Вот так. Значит, ржавый выворотень отнюдь не сдуру перепаскудил Белоконю-Вайсу попытку выкопать из твоих лейтенантских мозгов точное место потери блестяшек. То есть перепаскуживал-то он другое: мешал тебе вспомнить привидевшегося волка. Мешал своему безглазому герру доктору догадаться, что его, герра-то безглазого, нагло обокрал собственный же прикормленный-прирученный нелюдь…
А нелюдь скосился через плечо, протянул усмешливо, даже словно бы дружелюбно:
– Не жалей о силе Двоедушного. Она не для тебя.
– Ну да – она, конечно же, для тебя одного!
Вслух Мечников это выбуркнул, или только подумал – да есть ли разница при подобном-то собеседнике? Впрочем, именно такое, которое и не в уме, и не вслух, а где-то между – такое, возможно, ржавому расслышать и не дано… Или ему, ржавому, твои лейтенантские реплики надобны, как стрекозе парашют? Вот это к правде ближе. Человек… то есть НЕчеловек хочет удачей насмаковаться, ему выговориться нужно, а чё там вякает подаренный судьбой слушатель… А, кстати, чё вякает сам нечеловек?
– …а хоть и на своего бывшего друга. Был человек – умный, даровитейший; и хотел-то добра… Бескорыстно, для всего мира, для обоих Берегов… А чем стал? Молчишь?
Эге, а ржавый-то не вякает – он учит! Даже так бы уместней сказать: преподает! Товарищи студенты, тема сегодняшней лекции – тлетворное влияние процесса приобщения к элементам божественной силы на моральные качества человека… ага, еще даже и на анатомическое строение особи. ЗдОрово. А ты, лейтенант, за последние дни совсем уже было привык считать психом себя родимого…
Интересно, допускает ли материалистическая советская наука возможность передачи сумасшествия от человека выворотню путём телепатического общения? Раз уж твердо стои́т на позициях материализма, то, похоже, обязательно должна допускать. Ишь ведь, как рьяно вещает ржавый! Это он, что ли, про Белоконя еще?

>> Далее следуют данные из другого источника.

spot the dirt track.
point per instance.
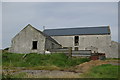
(73, 72)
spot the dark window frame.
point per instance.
(76, 48)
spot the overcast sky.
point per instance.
(16, 15)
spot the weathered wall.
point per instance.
(22, 42)
(51, 45)
(101, 42)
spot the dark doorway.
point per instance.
(76, 48)
(76, 40)
(34, 44)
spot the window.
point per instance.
(76, 40)
(76, 48)
(34, 45)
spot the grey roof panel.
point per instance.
(78, 31)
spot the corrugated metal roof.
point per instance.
(78, 31)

– …с головой увяз в божеские дела. Так увяз, что перестал быть и собой, и вообще человеком… А богом не стать, сколько бы силы ни выменял у хозяев на верную бездумную службу. Не вообрази, что сила богов настолько сильна. Было б так – богам не потребовалось бы сотворять себе в подмогу людей. Не приходилось бы вечно вколачивать в людское сознание, будто человек перед богом – тьху!.. и будто всякое несовершенство божеских сотворений – это нарочно, людям же для пользы… или в наказание… Не приходилось бы раз за разом припугивать человечество… А людям – хоть на этом Берегу, хоть на том – не приходилось бы вечно расхлёбывать ошибки богов…

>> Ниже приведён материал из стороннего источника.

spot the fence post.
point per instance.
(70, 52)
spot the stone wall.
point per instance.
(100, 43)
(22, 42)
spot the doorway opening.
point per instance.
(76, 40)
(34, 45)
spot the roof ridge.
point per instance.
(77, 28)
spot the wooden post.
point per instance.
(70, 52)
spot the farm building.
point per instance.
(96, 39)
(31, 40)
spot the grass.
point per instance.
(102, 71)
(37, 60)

А ведь ржавый лектор начинает спешить. Говорит всё торопливей, всё чаще взглядывает опасливо на восток, где небесную черноту уже пометила предрассветная зелень… Взглядывай, хищник, взглядывай куды хошь – лишь бы не на лейтенанта Мечникова. Лейтенант внимательно рассматривает твою дырявленую когда-то спину, лейтенант усердно тебя слушает, и помалкивает, и думает сущую какую-то ерунду… А что лейтенантские пальцы уже нащупали ремень выроненного в траву автомата да осторожно подтягивают оружие – то не твоя забота. Ты, дружок, еще с минутку поразглагольствуй, а там…
Ржавый обернулся? Заметил?! Нет, отворачивается, опять краснобайствует… Все, все получится – главное только не думать…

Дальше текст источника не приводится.